Anderson, in mock-winsome mode, is a Dame bemused – Tories? in Shettleston? – and bereft of companionship. If only the Fairy Odd Mother (a diva-tastic Darren Brownlie) could magic Daniel O’Donnell – what a doll, eh? – into her life then she wouldn’t need to carve wooden puppets. Such dreams are beyond Oran Mor budgets, so instead a gung-ho Frances Thorburn benefits from Brownlie’s wand and becomes PUNocchio, a wee boy full of bad puns. Not even his conscience, Hingmy Cricket (Kirstin McLean, an archly dapper-patter dude) can halt the dire wordplay, or PUNocchio’s reality check as a liar.

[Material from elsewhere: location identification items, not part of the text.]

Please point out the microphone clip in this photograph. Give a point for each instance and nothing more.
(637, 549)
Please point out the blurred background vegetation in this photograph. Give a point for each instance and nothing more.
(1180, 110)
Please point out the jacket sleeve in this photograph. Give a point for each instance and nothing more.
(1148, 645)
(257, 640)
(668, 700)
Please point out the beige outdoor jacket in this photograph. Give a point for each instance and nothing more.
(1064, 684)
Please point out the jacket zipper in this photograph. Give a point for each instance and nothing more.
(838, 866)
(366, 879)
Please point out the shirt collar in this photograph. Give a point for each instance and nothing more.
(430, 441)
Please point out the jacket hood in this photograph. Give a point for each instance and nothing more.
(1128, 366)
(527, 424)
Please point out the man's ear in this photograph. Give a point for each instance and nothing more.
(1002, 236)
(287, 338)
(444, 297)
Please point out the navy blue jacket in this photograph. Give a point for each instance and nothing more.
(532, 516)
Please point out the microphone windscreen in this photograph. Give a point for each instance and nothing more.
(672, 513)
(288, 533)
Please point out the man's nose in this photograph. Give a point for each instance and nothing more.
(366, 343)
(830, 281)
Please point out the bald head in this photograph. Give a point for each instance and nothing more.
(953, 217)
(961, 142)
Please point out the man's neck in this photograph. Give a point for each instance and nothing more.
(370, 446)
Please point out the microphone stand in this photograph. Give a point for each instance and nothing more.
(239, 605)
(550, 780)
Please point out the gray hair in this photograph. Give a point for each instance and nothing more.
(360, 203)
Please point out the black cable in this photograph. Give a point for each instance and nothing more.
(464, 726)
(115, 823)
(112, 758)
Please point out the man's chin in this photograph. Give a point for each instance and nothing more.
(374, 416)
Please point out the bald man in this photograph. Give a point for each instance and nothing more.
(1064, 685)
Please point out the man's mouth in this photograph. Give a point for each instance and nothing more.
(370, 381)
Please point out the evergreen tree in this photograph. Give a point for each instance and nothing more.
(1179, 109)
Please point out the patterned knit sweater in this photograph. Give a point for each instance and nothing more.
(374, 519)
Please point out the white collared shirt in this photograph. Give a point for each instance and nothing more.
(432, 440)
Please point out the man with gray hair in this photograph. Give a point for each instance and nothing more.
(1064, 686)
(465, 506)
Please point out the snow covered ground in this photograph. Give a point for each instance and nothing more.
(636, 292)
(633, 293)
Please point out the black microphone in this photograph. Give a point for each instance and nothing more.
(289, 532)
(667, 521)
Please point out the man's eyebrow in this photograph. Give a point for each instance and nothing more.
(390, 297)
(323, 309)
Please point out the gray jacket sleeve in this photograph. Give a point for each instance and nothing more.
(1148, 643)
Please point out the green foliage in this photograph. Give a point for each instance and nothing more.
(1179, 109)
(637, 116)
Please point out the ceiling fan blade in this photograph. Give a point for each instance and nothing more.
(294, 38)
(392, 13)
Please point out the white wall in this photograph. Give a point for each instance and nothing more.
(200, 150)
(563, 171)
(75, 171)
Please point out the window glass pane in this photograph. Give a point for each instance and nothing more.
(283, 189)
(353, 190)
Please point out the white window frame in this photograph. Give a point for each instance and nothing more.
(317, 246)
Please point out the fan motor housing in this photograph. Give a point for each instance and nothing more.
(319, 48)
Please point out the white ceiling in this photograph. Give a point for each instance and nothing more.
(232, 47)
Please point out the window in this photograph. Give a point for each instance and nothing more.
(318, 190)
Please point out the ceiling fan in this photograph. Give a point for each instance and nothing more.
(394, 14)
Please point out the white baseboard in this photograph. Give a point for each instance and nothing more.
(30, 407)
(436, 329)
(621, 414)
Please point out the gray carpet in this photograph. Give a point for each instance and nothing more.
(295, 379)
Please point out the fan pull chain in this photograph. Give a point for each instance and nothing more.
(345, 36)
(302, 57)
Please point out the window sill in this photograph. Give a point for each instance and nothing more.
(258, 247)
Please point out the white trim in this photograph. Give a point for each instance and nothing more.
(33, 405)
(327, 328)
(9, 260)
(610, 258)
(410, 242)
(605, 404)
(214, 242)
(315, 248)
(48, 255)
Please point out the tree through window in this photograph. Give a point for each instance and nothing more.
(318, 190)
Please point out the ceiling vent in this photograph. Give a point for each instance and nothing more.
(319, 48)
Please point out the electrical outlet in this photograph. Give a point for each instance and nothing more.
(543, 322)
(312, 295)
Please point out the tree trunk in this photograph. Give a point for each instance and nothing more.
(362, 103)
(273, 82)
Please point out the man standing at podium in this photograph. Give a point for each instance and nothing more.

If the “noes” failed to carry the recent vote on the Queen’s Speech, the nose that grows on PUNocchio carries all before it. No need for graphic quips, no need for ribald asides: the increasingly long, pink and waggly snout is a visual gag-book in its own right.
As we’ve come to expect from the Oran Mor summer panto, there’s an undertow of mickey-taking at the expense of politicians – Anderson’s Trumpoli, Brownlie’s Faragio the Cat (who doesn’t like incomers) and McLean’s Bear-is Johnson contribute nicely spoofing repartee to a story-line that flags up various reasons why PUNocchio might not want to be a real boy in today’s world after all. But optimism, cracking song and dance routines and an irresistibly full-on cast win him, and us, through to the final singalong chorus.